И так предсказуемо, как случается только в кино, стоит мне развернуться кругом, дверь открывается. Вот она я, стою, застигнутая в своей нелепой попытке сбежать. Ну что ж, так тому и быть! Считаю до трех и удивленно оборачиваюсь в сторону двери.
— Привет! – непринужденно бросаю я, — А я решила, тебя нет дома. Собиралась уйти.
— Ага, — он пробегает по мне взглядом. Видимо, я вытащила его из душа. Мокрые волосы давно требуют стрижки. Полотенце небрежно обхватывает бедра, на теле блестят капельки влаги. Хоть бы потрудился одеться!
— Ты не пришел вчера, — произношу я с укоризной, — были все… кроме тебя.
Смотрю на него в упор. Он, не выдержав мой взгляда, со вздохом опускает глаза. Однако голос его звучит уверенно.
— Занят был!
— Ясно, — киваю. Внутри нарастает раздражение. Он намерен держать меня на пороге?

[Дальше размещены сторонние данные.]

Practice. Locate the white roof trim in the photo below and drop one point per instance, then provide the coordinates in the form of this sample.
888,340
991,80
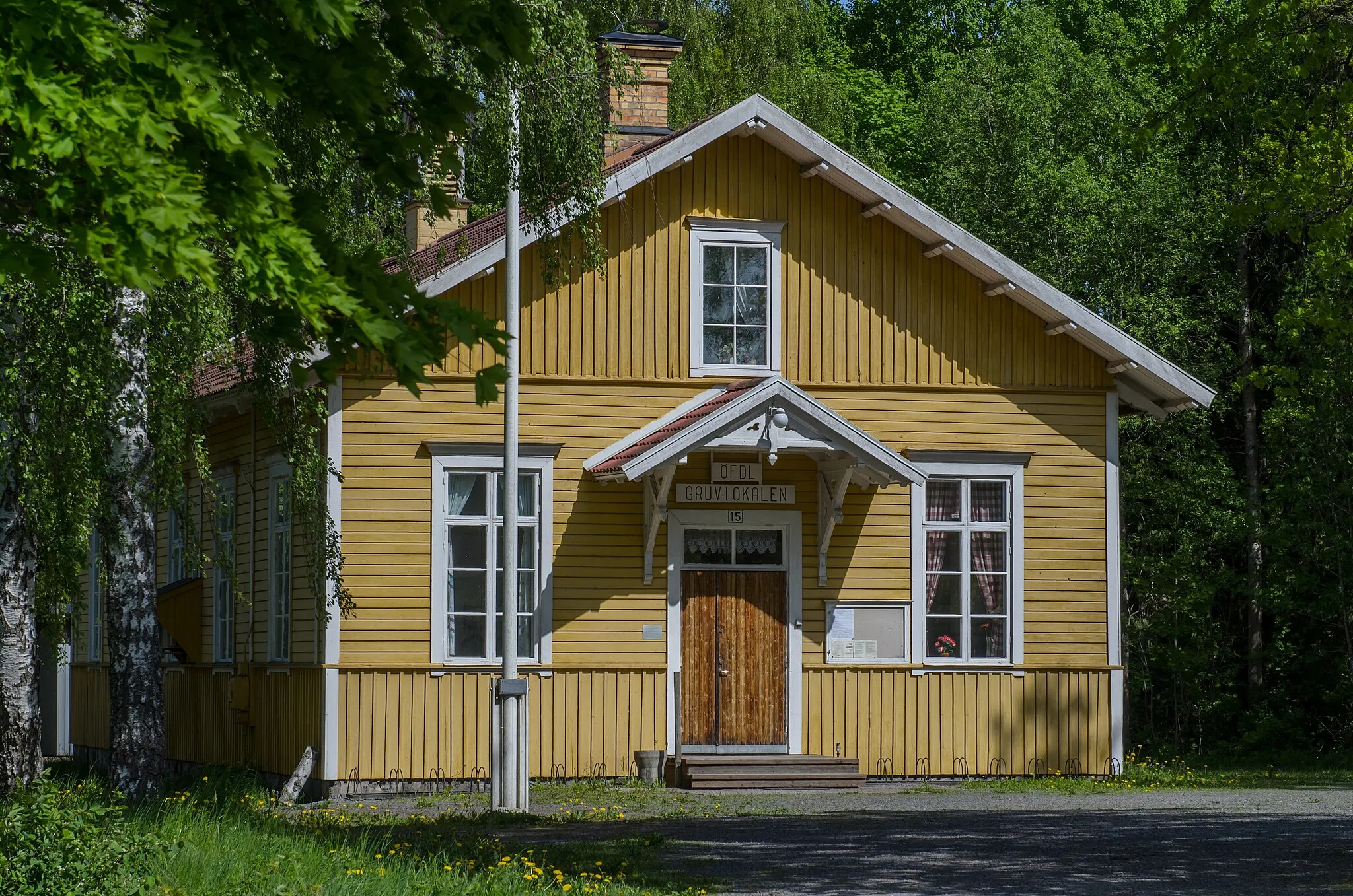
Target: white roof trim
1156,379
754,400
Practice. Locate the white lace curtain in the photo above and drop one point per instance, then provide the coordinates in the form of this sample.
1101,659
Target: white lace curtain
710,541
758,541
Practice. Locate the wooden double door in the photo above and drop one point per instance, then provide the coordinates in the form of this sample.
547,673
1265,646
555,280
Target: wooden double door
735,649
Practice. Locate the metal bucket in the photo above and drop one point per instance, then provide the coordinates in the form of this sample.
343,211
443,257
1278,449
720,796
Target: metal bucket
650,764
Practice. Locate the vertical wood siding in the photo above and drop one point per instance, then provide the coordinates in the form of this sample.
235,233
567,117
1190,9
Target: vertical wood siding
861,302
409,725
980,720
412,725
285,718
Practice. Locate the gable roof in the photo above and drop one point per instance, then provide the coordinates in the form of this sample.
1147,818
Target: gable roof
1146,379
739,415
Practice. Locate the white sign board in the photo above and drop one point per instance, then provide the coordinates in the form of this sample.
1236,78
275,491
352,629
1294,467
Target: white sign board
728,494
866,630
735,472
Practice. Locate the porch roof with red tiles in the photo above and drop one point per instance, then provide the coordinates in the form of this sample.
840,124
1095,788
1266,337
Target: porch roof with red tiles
671,429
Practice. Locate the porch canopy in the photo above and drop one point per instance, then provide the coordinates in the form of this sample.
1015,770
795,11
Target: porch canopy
769,417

— Ты, может, зайдешь? — как будто прочитав мои мысли, предлагает он и шире распахивает двери.
В комнате пахнет мылом и сигаретами. Странное сочетание. Я прохожу, едва не наступив на кроссовки, брошенные прямо у дверей. Он привычным жестом отшвыривает обувку в сторону. Ну, конечно! Как же иначе.
— Слушай, — приступаю я к повестке дня, — разбирала старые завалы, кое-что нашла. Думаю, это должно быть у тебя.
Ставлю на комод сумку, отметив краем глаза слой пыли на зеркале. Пока совершаю раскопки, он наблюдает. Я не вижу, но чувствую.
— Вот, — я извлекаю маленький альбом полароидных снимков, кладу на комод.
Едва ли можно предсказать его реакцию. Если раньше сделать это было сложно, то теперь он стал неуправляем. Может психануть, может растрогаться, а может равнодушно пожать плечами.
Артем подходит и берет альбом в руки. Внимательно смотрит на обложку, будто она ему уже знакома. Открывает. С минуту он молча листает страницы, пленка шелестит. На одной из фотографий задерживается чуть дольше. Я напряженно вглядываюсь. Мне показалось, или губы его дрогнули, черты лица стали мягче? Но лишь на мгновение. Дав слабину, он возвращает привычное выражение.
— Спасибо, — отвечает он, как продавцу в универмаге и бросает альбом на комод. Тот неуклюже шлепается рядом с моей ладонью.
На этом все? Я смотрю на него. Артем стоит, прислонившись к стене. Руки скрещены на груди, ноги тоже скрещены ступнями. Закрытая поза – его любимая. На лице читается равнодушие и холодность. Густые брови нахмурены, чрезмерная растительность на скулах и бороде скрывает эмоции. Мокрые пряди прилипли ко лбу, с них на плечи капает вода. Она стекает вниз, очерчивая контуры рисунка. Одного из многих. Этот изображает то ли дракона, то ли змея. «Ну, все, хватит пялиться!», — одергиваю я себя и беру в руки сумочку.
— Ну ладно мне пора, счастливо оставаться, — подчеркнуто вежливо сообщаю я, и, не дожидаясь ответа, направляюсь к выходу.
— Пора к нему? — доносится в спину так неожиданно резко, что я замираю.
— К кому? — бросаю через плечо.
— Ты мне скажи, — сквозь зубы отвечает он и отталкивается от стены.
Я нервно сглатываю. Какого черта? Что он затеял? Сделав шаг, он становится сбоку от меня. Я не успела ступить за порог, а рука так и лежит на ручке двери. Он смотрит неотрывно, облокотившись рукой о комод. От его взгляда, колючего и злого, пробирает дрожь.
— Что ты хочешь услышать? — я пожимаю плечами.
— Теперь ты спишь с Юркой? — он смеряет меня брезгливым взглядом.
Обозленная, я поворачиваюсь лицом. Хочешь поупражняться в злословии? Что же, давай! Прямо как в старые добрые времена.
— А если и так? – с вызовом отвечаю, и скрещиваю руки на груди. В такой позе и правда, удобнее злиться.
— Дело твое, — он усмехается, — я ж не твой сутенер.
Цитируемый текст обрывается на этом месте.